Praca w Norwegii, Szwecji czy Danii ?

Skandynawia od antyczna dawna obiektem migracyjnym polaków. Już w czasach bolszewizmu wielu polaków postanawiało się na brawurowe ucieczki przez morze bałtyckie właśnie do Skandynawii – Szwecji, Norwegii, Danii. Jednak aktualnie osobistości nie muszą już umykać jednak w dobie szczerego internacjonalnego rynku pracy Skandynawia nadal zostaje chciwym kawałkiem na mapie globu. Wynika to zapewne z polityki jaką kierują państwa skandynawskie ze Szwecją na czele. Mianowicie jest to polityka nakręcona przede każdym na mienie robotnika. To właśnie robotnik w tym obrębu ma największe uprawnienia w oczach państwa. Jego uprawnienia są szanowane, a troska towarzyska w Szwecji stoi na zaskakująco podniosłym poziomie. Dlatego właśnie praca w Norwegii opłaca się nam najbardziej.

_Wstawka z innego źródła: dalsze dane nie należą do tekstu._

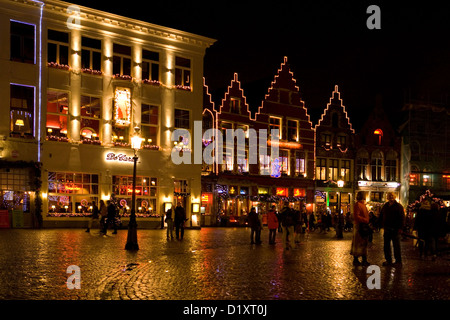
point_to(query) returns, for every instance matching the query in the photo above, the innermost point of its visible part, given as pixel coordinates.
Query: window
(275, 124)
(235, 105)
(378, 133)
(15, 184)
(146, 195)
(72, 194)
(335, 120)
(182, 120)
(325, 139)
(413, 179)
(21, 110)
(57, 112)
(362, 163)
(342, 142)
(284, 161)
(91, 54)
(182, 72)
(377, 165)
(345, 170)
(180, 186)
(376, 196)
(149, 124)
(292, 130)
(391, 170)
(90, 117)
(321, 169)
(121, 60)
(333, 169)
(22, 43)
(264, 164)
(58, 47)
(446, 181)
(299, 162)
(150, 65)
(121, 136)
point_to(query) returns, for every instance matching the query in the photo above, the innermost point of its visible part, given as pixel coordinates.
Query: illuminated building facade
(425, 151)
(335, 154)
(230, 189)
(78, 87)
(378, 160)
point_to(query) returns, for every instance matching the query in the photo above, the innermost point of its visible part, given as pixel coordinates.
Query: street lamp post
(340, 226)
(132, 225)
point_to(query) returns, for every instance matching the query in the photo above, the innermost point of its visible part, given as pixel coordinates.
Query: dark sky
(326, 42)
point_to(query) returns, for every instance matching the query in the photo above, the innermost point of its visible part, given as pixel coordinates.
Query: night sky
(326, 42)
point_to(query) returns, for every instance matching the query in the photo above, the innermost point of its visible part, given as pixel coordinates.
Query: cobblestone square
(208, 264)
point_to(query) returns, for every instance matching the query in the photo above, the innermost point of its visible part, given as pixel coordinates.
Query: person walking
(180, 219)
(103, 215)
(95, 216)
(169, 221)
(360, 237)
(392, 218)
(288, 222)
(272, 224)
(255, 226)
(111, 217)
(425, 225)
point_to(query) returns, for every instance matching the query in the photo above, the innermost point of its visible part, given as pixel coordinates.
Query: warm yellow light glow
(136, 142)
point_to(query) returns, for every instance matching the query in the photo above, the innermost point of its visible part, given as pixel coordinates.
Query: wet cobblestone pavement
(208, 264)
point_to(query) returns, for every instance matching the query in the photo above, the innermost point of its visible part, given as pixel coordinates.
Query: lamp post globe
(132, 243)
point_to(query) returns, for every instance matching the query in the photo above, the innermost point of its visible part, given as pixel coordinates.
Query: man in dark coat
(392, 218)
(180, 219)
(111, 217)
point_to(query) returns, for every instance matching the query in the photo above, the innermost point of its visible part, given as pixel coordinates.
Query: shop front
(89, 174)
(19, 181)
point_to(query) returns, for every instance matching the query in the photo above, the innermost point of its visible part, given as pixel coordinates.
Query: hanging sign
(122, 106)
(111, 156)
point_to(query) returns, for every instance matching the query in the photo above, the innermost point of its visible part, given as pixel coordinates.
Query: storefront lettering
(118, 157)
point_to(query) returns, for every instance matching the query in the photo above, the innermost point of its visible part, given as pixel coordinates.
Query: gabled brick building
(335, 154)
(230, 189)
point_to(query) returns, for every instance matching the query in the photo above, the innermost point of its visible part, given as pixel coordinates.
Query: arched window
(362, 162)
(379, 135)
(376, 165)
(391, 166)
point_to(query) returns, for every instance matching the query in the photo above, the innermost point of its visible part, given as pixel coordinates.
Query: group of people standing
(105, 216)
(176, 218)
(288, 221)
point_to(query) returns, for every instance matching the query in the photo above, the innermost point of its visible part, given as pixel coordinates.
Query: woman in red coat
(272, 224)
(359, 241)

Już teraz, szczegółowo z Sztokholmu, spławiają do Polski przeszkadzający wieści. Wielu naszych krajanów oddziałuje się do Szwecji praktycznie „z marszu” – bez pieniędzy na przeżycie przynajmniej pierwotnych dni w Skandynawii, bez wpraw, bez zlikwidowanego noclegu, jednak przede wszelkim bez nawet minimalnej biegłości języka angielskiego. Jak donosi prasa, dziesiątki Polaków biwakują na dworcach, a wielu zostało zwiedzionych przez pseudo-przedstawicieli, którzy – obiecując zatrudnienie – zbierają opłatę, a potem zanikają. Uprawnienie unijne tymczasem nie pozwala na wywodzenie plonów z tego wariantu pośrednictwa! Norweski poziom szedł Polsce i odrębnym przyswajanym wraz z nią do Unii Europejskiej państwom na łapę, nie płynąc sezonu zastępczego na zatrudnianie cudzoziemskich robotników. Określa to, że do Szwecji teoretycznie może pojechać każdy.